The insistent road of focusing almost exclusively on economic growth has led to a wide range of serious social problems. The CPC's "fourth generation" of leadership under Hu Jintao and Wen Jiabao, after taking power in 2003, attempted reversing such a trend by bringing forth an integrated ideology that tackled both social and economic concerns. This new ideology was known as the creation of a Socialist Harmonious Society using the Scientific Development Concept.
The degree of power the Party had on the state has gradually decreased as economic liberalizations progressed. The evolution of CPC ideology has gone through a number of defining changes that it no longer bears much resemblance to its founding principles. Some believe that the large amount of economic liberalization starting from the late 1970s to present, indicates that the CPC has transitioned to endorse economic neoliberalism. The CPC's current policies are fiercely rejected as capitalist by most communists, especially anti-revisionists, and by adherents of the Chinese New Left from within the PRC.

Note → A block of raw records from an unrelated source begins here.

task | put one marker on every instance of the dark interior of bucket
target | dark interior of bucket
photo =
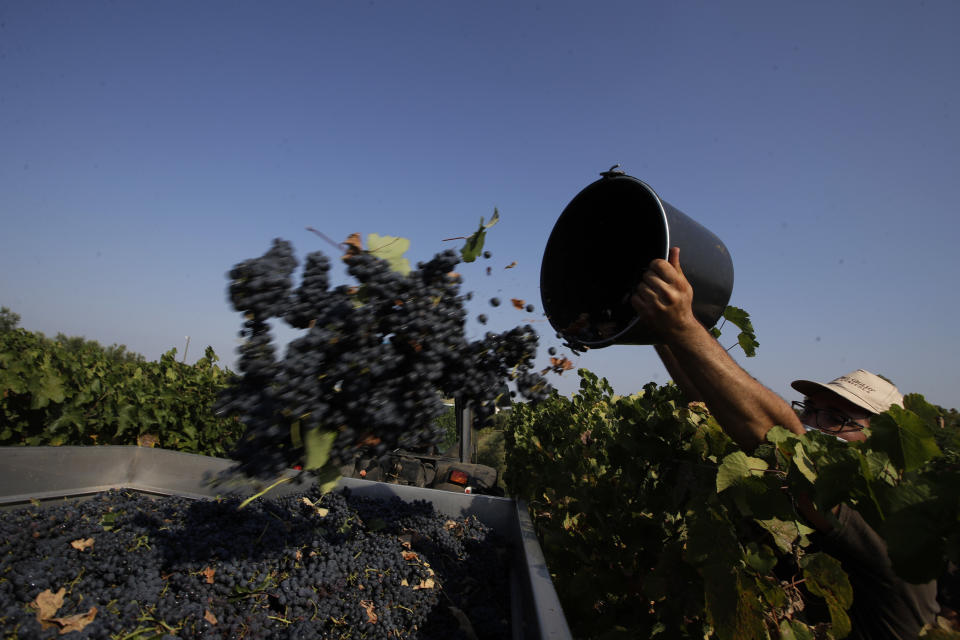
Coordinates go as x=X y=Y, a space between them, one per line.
x=595 y=257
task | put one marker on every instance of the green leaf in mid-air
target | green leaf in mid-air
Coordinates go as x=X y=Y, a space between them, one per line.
x=747 y=337
x=905 y=437
x=390 y=249
x=474 y=244
x=317 y=442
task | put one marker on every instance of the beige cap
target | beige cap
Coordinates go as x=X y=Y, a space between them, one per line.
x=862 y=388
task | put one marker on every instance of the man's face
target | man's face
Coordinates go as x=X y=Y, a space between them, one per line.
x=832 y=414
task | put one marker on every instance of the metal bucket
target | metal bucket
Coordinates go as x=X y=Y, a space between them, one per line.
x=599 y=248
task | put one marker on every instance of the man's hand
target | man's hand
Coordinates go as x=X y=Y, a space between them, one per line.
x=664 y=298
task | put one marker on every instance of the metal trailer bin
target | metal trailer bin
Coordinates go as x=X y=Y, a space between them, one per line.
x=53 y=474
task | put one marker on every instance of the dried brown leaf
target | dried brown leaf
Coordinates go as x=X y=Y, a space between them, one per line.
x=426 y=584
x=147 y=440
x=371 y=614
x=354 y=245
x=75 y=622
x=47 y=603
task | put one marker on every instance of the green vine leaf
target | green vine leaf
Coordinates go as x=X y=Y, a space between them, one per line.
x=737 y=466
x=905 y=437
x=826 y=578
x=747 y=338
x=474 y=244
x=317 y=443
x=390 y=249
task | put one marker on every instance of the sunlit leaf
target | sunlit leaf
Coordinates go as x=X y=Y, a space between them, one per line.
x=390 y=249
x=317 y=443
x=738 y=465
x=905 y=437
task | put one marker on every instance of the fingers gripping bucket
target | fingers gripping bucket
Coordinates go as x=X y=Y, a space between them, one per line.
x=599 y=248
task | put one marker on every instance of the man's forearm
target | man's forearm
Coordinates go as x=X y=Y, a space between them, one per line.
x=744 y=408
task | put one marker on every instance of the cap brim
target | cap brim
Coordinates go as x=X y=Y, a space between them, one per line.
x=809 y=387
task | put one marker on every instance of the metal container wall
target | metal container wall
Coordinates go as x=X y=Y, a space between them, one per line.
x=53 y=474
x=599 y=248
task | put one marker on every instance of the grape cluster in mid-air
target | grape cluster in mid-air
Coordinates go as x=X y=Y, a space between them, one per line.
x=374 y=362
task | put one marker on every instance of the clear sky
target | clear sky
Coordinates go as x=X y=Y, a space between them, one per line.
x=146 y=147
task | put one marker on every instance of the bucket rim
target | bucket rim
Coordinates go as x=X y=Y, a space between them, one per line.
x=665 y=253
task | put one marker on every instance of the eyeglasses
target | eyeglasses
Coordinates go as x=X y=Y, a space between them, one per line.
x=827 y=420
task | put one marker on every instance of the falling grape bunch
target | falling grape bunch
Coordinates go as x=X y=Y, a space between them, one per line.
x=374 y=364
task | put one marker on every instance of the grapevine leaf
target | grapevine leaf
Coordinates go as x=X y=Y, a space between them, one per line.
x=736 y=466
x=761 y=558
x=327 y=477
x=915 y=531
x=474 y=245
x=390 y=249
x=803 y=462
x=903 y=436
x=354 y=245
x=785 y=532
x=317 y=442
x=826 y=578
x=48 y=389
x=747 y=338
x=928 y=413
x=795 y=630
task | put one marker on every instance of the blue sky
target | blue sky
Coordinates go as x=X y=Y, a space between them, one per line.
x=146 y=147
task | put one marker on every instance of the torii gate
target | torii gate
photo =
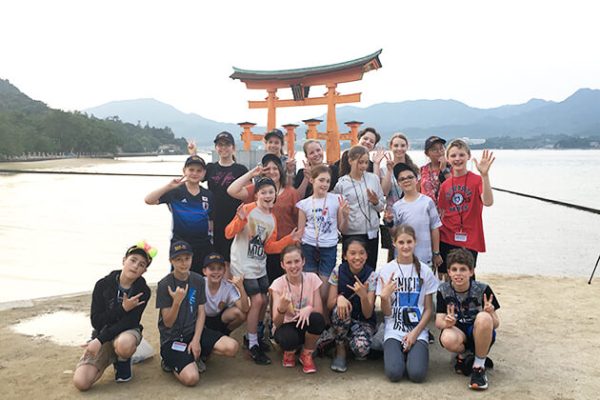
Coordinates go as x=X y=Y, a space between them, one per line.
x=300 y=81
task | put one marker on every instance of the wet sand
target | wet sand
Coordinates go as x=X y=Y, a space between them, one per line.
x=548 y=347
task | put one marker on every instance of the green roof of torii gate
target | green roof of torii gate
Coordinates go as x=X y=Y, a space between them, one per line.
x=299 y=73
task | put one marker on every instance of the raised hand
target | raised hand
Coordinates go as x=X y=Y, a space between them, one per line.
x=450 y=317
x=178 y=294
x=344 y=206
x=487 y=304
x=483 y=166
x=373 y=199
x=344 y=307
x=359 y=288
x=192 y=149
x=131 y=303
x=387 y=288
x=388 y=215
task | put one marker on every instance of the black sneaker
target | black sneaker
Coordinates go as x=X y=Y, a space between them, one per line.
x=123 y=371
x=478 y=379
x=165 y=367
x=259 y=356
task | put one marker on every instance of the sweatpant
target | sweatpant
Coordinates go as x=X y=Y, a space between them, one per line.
x=289 y=337
x=414 y=363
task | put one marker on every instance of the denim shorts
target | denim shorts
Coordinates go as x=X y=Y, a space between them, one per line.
x=326 y=257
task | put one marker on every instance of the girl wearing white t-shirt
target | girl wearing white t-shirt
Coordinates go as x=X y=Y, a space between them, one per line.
x=320 y=216
x=406 y=288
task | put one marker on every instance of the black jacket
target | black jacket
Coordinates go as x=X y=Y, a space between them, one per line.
x=107 y=314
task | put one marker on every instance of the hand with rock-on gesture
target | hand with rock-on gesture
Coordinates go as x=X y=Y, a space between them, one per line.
x=178 y=294
x=484 y=164
x=488 y=307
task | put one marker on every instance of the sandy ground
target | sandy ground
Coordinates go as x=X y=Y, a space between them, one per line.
x=548 y=347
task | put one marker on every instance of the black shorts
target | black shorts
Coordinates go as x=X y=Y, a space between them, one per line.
x=178 y=360
x=255 y=286
x=216 y=323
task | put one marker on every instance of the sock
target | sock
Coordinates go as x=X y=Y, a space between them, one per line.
x=479 y=362
x=252 y=340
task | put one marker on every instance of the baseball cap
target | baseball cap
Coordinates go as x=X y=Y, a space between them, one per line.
x=275 y=132
x=143 y=249
x=195 y=160
x=433 y=140
x=180 y=247
x=224 y=136
x=213 y=258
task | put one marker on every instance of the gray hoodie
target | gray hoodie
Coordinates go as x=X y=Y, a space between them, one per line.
x=364 y=216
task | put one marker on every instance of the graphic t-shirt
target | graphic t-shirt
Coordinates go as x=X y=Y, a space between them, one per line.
x=225 y=297
x=219 y=178
x=467 y=304
x=185 y=323
x=254 y=238
x=321 y=220
x=422 y=215
x=302 y=294
x=410 y=294
x=191 y=214
x=460 y=207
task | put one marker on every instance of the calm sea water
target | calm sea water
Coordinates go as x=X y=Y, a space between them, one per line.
x=61 y=233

The Communist Party of China governs the country with a one-party state form of government; however, there are parties other than the CPC within China, which report to the United Front Department of the Communist Party of China and do not act as opposition or independent parties. Since the 1980s, as its commitment to Marxist ideology has appeared to wane, the party has begun to increasingly invoke Chinese nationalism as a legitimizing principle as opposed to the socialist construction for which the party was originally created.